Nicotera.
L’attesa del santo Natale iniziava la mattina
presto, le cinque del mattino, quando per le strade cittadine due zampognari,
vestiti con gli abiti da pastori del presepe, davano fiato ai loro strumenti,
intonando tributi di lode all’Altissimo e dando inizio così al periodo
dell’attesa dell’avvento.
La musica che allietava
le gelide mattinate dicembrine era solo una delle tradizioni che animava il
natale nicoterese. Molte di esse vanno sbiadendo sotto il peso del cambiamento
dei costumi, ma alcune resistono mantenendo saldo il valore della tradizione.
Il clima natalizio a
Nicotera cominciava già dal 21 novembre, festa della Madonna della Scala. Già
da allora ci si attivava a raccogliere tutto il materiale necessario per
costruire il presepe: muschio, pezzi di sughero, ramoscelli di mirto e di olmo,
sacchi per farina per edificare le montagne. Poi, una volta raccolto il
materiale necessario, cominciava la messa in opera. Questo era un momento di
grande aggregazione familiare, poiché tutti a vario titolo partecipavano
all’allestimento del presepe. D’altronde i nicoteresi erano i migliori
artigiani del presepe, le loro creazioni erano esposte in varie chiese del
territorio. Presso il museo di Arte sacra di Nicotera è possibile ammirare le
loro statuine, realizzate con la creta o le loro creazioni di terracotta.

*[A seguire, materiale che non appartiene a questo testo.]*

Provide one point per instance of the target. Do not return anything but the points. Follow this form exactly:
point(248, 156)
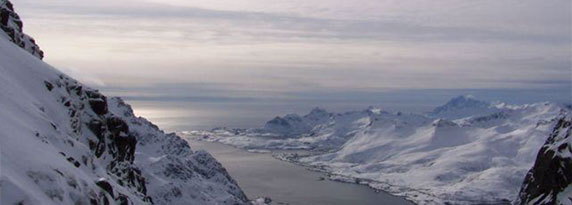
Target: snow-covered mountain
point(65, 143)
point(466, 151)
point(464, 106)
point(550, 180)
point(12, 27)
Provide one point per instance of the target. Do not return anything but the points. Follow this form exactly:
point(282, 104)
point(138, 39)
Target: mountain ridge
point(65, 143)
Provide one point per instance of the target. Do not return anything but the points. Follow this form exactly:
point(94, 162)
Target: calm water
point(259, 174)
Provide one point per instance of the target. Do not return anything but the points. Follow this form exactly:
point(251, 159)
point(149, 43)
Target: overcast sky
point(279, 47)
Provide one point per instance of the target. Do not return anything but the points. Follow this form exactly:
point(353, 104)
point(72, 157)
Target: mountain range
point(66, 143)
point(466, 151)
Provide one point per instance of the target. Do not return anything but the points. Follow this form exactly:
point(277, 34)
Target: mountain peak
point(11, 28)
point(463, 106)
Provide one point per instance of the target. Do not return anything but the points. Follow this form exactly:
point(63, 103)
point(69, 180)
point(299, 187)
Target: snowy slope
point(64, 143)
point(550, 179)
point(479, 155)
point(12, 26)
point(464, 106)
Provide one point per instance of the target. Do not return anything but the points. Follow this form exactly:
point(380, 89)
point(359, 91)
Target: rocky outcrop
point(549, 180)
point(12, 26)
point(65, 143)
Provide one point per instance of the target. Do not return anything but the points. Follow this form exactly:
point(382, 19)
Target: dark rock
point(103, 184)
point(552, 170)
point(49, 86)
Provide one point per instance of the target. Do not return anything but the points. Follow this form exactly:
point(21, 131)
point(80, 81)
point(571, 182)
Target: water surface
point(259, 174)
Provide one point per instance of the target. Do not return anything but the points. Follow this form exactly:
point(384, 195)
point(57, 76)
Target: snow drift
point(65, 143)
point(466, 151)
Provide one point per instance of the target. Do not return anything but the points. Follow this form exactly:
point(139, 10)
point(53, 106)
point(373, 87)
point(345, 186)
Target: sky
point(408, 55)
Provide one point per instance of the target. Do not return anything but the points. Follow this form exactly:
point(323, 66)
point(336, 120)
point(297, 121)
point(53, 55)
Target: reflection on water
point(262, 175)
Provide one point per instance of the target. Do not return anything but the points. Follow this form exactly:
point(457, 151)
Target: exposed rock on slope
point(478, 154)
point(12, 26)
point(550, 179)
point(64, 143)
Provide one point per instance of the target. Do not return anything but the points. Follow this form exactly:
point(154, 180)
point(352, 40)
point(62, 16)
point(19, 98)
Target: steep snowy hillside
point(12, 27)
point(481, 157)
point(64, 143)
point(550, 179)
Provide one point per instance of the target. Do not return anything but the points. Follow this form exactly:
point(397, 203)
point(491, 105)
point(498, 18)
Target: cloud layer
point(320, 45)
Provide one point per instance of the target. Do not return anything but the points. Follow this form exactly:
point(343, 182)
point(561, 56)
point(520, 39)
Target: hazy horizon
point(252, 60)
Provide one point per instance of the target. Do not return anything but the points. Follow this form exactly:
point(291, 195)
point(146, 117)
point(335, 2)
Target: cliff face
point(12, 26)
point(62, 142)
point(549, 180)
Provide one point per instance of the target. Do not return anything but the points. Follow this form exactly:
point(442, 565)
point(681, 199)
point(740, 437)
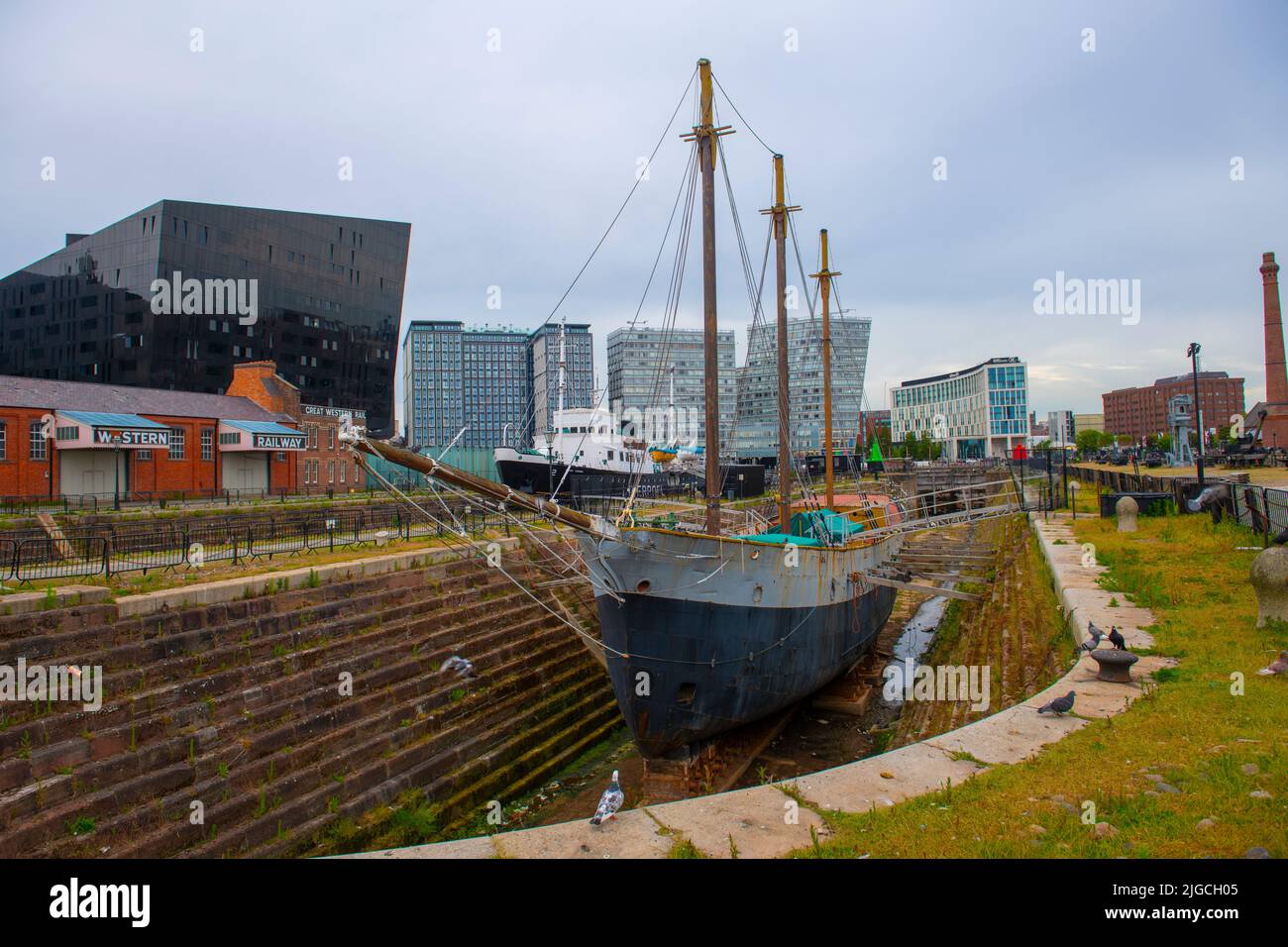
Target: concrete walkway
point(765, 821)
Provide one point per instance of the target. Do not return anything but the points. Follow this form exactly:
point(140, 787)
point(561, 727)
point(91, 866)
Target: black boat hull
point(724, 665)
point(528, 476)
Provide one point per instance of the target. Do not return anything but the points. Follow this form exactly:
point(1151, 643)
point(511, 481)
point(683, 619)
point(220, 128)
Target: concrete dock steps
point(160, 686)
point(287, 783)
point(133, 761)
point(226, 731)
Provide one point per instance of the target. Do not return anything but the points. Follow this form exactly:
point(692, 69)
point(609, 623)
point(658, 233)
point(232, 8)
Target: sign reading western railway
point(133, 438)
point(278, 442)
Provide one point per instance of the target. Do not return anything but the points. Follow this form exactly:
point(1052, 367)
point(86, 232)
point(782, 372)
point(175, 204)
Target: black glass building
point(178, 292)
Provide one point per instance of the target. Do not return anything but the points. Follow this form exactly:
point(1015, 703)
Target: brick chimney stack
point(262, 384)
point(1276, 377)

Grande l’afflato religioso che animava il periodo prenatalizio. Le novene, sia
quelle mattutine che pomeridiano, erano affollatissime.
Però nel cuore del
Natale esisteva una tradizione quasi esclusivamente pagana, anzi, che affondava
le sue radici in quella sorta di medicina popolare dove fede e magia si
incontravano. Infatti solo la notte di Natale era permesso trasmettere
oralmente, a pochissimi iniziati, le formule magiche e segretissime che
servivano a scacciare il malocchio.
Lo stato di
“adocchiamento”, secondo la superstizione popolare, consisteva in uno stato di
malessere in cui versava il malcapitato vittima dell’invidia altrui. Tale
sentimento poteva essere così forte da gettare la vittima in uno stato di
infermità. Quando qualcuno stava male interveniva prontamente la
“sdocchiatrice”, una donna conoscitrice delle oscure formule, che recitava una
serie di suppliche in cui si intrecciavano sacro e profano, preghiere e anatemi
contro l’autore del malocchio. Così, dopo svariati tentativi, armata da un
piatto, sale, coltello, e da tutta la sua arte da “curandera”, la sdocchiatrice
riportava la vittima in uno stato ottimale di salute.
Tali formule, che
appartengono ormai al patrimonio etnografico e culturale del territorio,
testimoniano il legame tra la fede cristiana e i riti magici di estrazione
squisitamente popolare. Specie nelle campagne questa sorta di medicina era
molto diffusa: spesso l’uso delle erbe e la declamazione di invocazioni
costituivano il rimedio ai tanti malesseri che affliggevano popolazioni dedite
a un duro lavoro dei campi, quando non esisteva nemmeno il medico di famiglia.
Allo stesso modo, solo
la notte di Natale i pescatori di Nicotera Marina trasmettevano ai pochissimi
eletti la formula che serviva a “tagliare” un fortunale, quando minacciava di
abbattersi sulle loro povere barche o sulle case.